When Montag meets a young teen named Clarisse on his way to work, she opens his eyes to nature and the secrets to life that books contain. Montag starts to see the importance of books. These independent thoughts and musings further open the rift between Guy and his wife. His questions start to bleed over into his work life. Montag witnesses a woman who is burned to death because she would rather die with her books. After this, he starts to take books home and learns how to read. Chief Beatty notices Montag’s odd behavior and confronts him about books and their contents. Beatty’s confrontation sets off a chain of events that are the beginning of the end for Montag’s participation in the new American society.

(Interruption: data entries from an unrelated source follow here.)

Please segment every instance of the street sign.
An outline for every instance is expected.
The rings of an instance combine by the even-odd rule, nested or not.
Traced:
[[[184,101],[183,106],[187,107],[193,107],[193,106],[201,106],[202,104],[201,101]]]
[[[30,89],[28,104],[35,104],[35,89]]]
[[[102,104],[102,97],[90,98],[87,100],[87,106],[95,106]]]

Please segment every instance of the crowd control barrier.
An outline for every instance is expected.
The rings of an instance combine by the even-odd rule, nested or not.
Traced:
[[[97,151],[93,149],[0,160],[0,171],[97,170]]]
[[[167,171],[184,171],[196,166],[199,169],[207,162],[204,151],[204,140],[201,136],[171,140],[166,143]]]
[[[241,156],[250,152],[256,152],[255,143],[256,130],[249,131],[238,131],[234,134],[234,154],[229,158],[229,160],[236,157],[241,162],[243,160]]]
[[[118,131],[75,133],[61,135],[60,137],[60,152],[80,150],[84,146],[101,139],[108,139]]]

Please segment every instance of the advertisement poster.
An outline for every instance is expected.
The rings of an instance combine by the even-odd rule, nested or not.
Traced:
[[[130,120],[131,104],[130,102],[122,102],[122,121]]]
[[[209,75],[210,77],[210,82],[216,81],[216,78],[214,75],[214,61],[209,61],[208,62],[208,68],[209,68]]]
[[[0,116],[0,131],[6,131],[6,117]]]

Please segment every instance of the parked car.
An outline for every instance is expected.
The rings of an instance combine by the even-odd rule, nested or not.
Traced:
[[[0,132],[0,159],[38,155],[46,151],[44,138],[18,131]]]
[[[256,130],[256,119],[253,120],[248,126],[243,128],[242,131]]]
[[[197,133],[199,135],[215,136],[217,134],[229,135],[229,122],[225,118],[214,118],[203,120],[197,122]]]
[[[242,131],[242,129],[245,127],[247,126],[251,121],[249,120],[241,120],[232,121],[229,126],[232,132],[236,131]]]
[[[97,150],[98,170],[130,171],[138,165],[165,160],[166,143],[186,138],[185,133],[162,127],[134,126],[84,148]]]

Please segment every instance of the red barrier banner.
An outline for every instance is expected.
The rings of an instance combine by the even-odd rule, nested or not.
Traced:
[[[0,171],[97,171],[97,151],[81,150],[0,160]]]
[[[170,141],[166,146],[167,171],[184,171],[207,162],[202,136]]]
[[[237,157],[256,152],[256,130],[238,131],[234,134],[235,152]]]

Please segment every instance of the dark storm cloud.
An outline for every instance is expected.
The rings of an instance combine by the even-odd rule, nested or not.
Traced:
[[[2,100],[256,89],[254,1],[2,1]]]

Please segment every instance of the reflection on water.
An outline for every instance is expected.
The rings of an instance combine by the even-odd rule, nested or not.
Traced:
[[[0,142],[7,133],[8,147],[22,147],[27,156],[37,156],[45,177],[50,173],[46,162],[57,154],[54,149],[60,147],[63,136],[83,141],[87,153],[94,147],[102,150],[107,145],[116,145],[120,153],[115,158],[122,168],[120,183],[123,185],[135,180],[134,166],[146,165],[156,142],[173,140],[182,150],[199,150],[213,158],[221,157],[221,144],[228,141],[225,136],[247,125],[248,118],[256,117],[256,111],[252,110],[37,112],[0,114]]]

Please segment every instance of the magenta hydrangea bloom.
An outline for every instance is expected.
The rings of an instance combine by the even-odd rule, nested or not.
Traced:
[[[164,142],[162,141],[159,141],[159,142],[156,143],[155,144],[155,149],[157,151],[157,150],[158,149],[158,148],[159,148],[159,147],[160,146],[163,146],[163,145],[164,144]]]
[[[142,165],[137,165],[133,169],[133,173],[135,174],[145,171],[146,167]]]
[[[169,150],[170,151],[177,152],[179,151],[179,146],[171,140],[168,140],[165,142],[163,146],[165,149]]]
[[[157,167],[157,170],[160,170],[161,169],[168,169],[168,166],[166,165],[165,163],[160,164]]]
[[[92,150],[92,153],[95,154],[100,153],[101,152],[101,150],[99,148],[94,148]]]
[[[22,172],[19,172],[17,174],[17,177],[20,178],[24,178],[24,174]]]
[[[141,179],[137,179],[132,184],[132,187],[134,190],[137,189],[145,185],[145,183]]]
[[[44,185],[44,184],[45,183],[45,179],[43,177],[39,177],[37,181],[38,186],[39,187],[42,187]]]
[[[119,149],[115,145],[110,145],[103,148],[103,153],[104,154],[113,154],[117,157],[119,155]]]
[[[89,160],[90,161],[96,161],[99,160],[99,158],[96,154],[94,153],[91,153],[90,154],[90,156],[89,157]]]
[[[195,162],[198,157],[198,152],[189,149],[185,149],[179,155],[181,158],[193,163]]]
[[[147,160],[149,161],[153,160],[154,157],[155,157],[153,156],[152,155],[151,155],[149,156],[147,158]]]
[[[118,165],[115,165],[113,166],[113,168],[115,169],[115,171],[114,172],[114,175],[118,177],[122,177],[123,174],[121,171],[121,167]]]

Critical Evaluation: In 2000, Ray Bradbury received the National Book Foundation Medal for Distinguished Contribution to American Letters for his work Fahrenheit 451. This work could be considered part of the foundation of American science fiction. Bradbury uses a dystopian America to address the problem of censorship. While the reasons of Fahrenheit 451’s world book burning are purposefully ambiguous, the reality of the paranoid 1950s and the Red Scare are quite clear. There is a fear in information. The government is afraid that if people have access to contrary information they may read it and act upon it. Bradbury believes that people should be allowed to read anything that they would like, whether they act upon these new ideas is another matter. Access to information and freedom to search it freely should be a base right. Bradbury believed that any deviation from no censorship would be just one step closer to book burning.

Author Information: Ray Bradbury is the recipient of the 2000 National Book Foundation Medal for Distinguished Contribution to American Letters, the 2004 National Medal of Arts, the 2007 Pulitzer Prize Special Citation, and numerous other awards. His other works include The October Country, Dandelion Wine, A Medicine for Melancholy, Something Wicked This Way Comes, I Sing the Body Electric!, Quicker Than the Eye, and Driving Blind. As a self taught author, Bradbury worked during the day, and wrote during the night eventually becoming a full time writer. His perseverance and drive never left him from his beginning to his passing at age 91 in 2012.

Curriculum Ties: Politics, Philosophy, History, Censorship.

Challenge Issues: Anti-authoritarian; Anti-Government 

Booktalk Ideas: Censorship – Discussion can be made about what censorship is and the extreme case that Fahrenheit 451 shows. The history of censorship can be explored in real life cases like American and German propaganda during World War II and pre-war German book burning.